用水路損壊、米の収穫絶望的 大分・日田、豪雨災害から2ヵ月

西日本新聞 社会面 鬼塚 淳乃介

迫る台風「もう打つ手ない」

 大分県日田市天瀬町の山あいに広がる田畑約45ヘクタールへの農業用水路が7月の記録的豪雨で損壊し、水が絶たれて米などの今季の収穫が絶望的になっている。応急復旧に手を尽くしてきた中で、今度は台風も迫る。豪雨被害から7日で2カ月。田畑自体はほぼ無事だっただけに、農家の人々は徐々に枯れていく稲をやるせない思いで見つめていた。

 用水路は71年前に地元住民が造った「赤岩幹線水路」。

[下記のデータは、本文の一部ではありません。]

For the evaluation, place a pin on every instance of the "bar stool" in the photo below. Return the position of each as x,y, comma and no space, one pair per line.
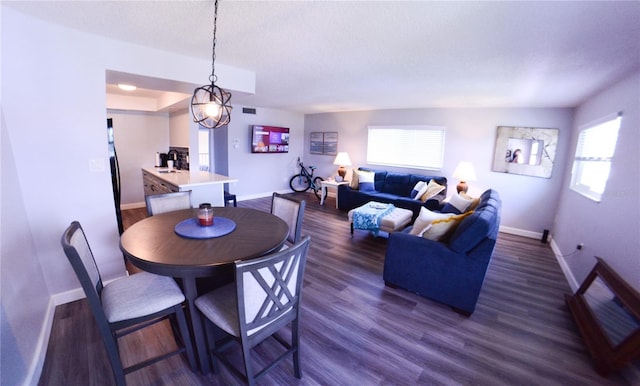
228,197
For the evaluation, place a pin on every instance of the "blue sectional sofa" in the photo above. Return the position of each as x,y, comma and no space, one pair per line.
392,188
449,272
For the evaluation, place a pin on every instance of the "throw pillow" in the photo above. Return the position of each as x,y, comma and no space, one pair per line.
442,229
459,202
433,188
354,179
365,181
424,220
474,201
418,190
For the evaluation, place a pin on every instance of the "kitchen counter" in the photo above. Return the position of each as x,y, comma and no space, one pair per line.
204,186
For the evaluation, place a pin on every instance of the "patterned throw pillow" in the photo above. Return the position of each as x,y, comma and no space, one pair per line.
474,201
459,202
418,190
354,179
365,181
432,190
424,220
442,229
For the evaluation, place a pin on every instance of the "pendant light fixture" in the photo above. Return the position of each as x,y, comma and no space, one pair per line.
210,105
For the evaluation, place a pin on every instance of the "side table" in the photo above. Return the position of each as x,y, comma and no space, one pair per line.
326,184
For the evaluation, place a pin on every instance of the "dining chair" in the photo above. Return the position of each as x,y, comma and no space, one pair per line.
264,298
167,202
291,211
127,304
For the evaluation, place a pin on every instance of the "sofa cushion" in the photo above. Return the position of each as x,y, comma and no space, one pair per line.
442,229
397,183
418,190
457,204
381,175
424,220
433,188
479,225
353,184
365,181
474,201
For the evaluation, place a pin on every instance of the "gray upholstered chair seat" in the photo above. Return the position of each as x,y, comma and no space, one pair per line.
219,306
264,299
127,305
119,304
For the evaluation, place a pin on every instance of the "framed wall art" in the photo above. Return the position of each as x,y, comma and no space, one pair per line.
325,143
528,151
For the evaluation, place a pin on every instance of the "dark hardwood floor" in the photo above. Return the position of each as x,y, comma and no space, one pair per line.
356,331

全長約10キロで、約5・3キロがトンネルになっている。玖珠川支流の赤岩川から取水、山間部を縫うように延び、女子畑(おなごはた)地区の田畑に水を運んでいる。

 女子畑土地改良区などによると、異常が分かったのは7月19日。水門を開けても水が出ず、トンネルの約30メートル真上の山中で陥没跡が見つかった。トンネルの両端から機械を入れて調べると、約60メートルにわたって土砂で埋まり、水をせき止めていた。豪雨で谷間に集まった雨水の重みで、トンネル脇の土砂が崩落したとみられるという。

 市は応急措置で迂回(うかい)路の整備に着手したものの、工事に必要なポンプの調達が難航。近畿農政局(京都府)から借りて着工できたのは8月22日だった。一部農家は自ら給水車を用意して水を運んだが、稲は少しずつ枯れ始めていった。

 ようやく迂回路が完成した後も、調整に時間がかかり通水時期は未定。今季の収穫は期待できず、被害額は最大で数千万円に上る可能性があるという。改良区の財津博理事長(72)は「手を尽くしてくれる市には頭が下がる思い。完成した迂回路も台風10号でどうなるか…。ここまで育ててきたのに、もう打つ手がない」とうなだれる。

 枯れても稲は刈り取る必要があり、負担はさらに増える。市などは3年以内の水路の完全復旧を目指すが、農家は来季以降の作付けにも不安を募らせる。財津理事長は「水が足りないため、来季は半分も収穫できるだろうか」とため息をついた。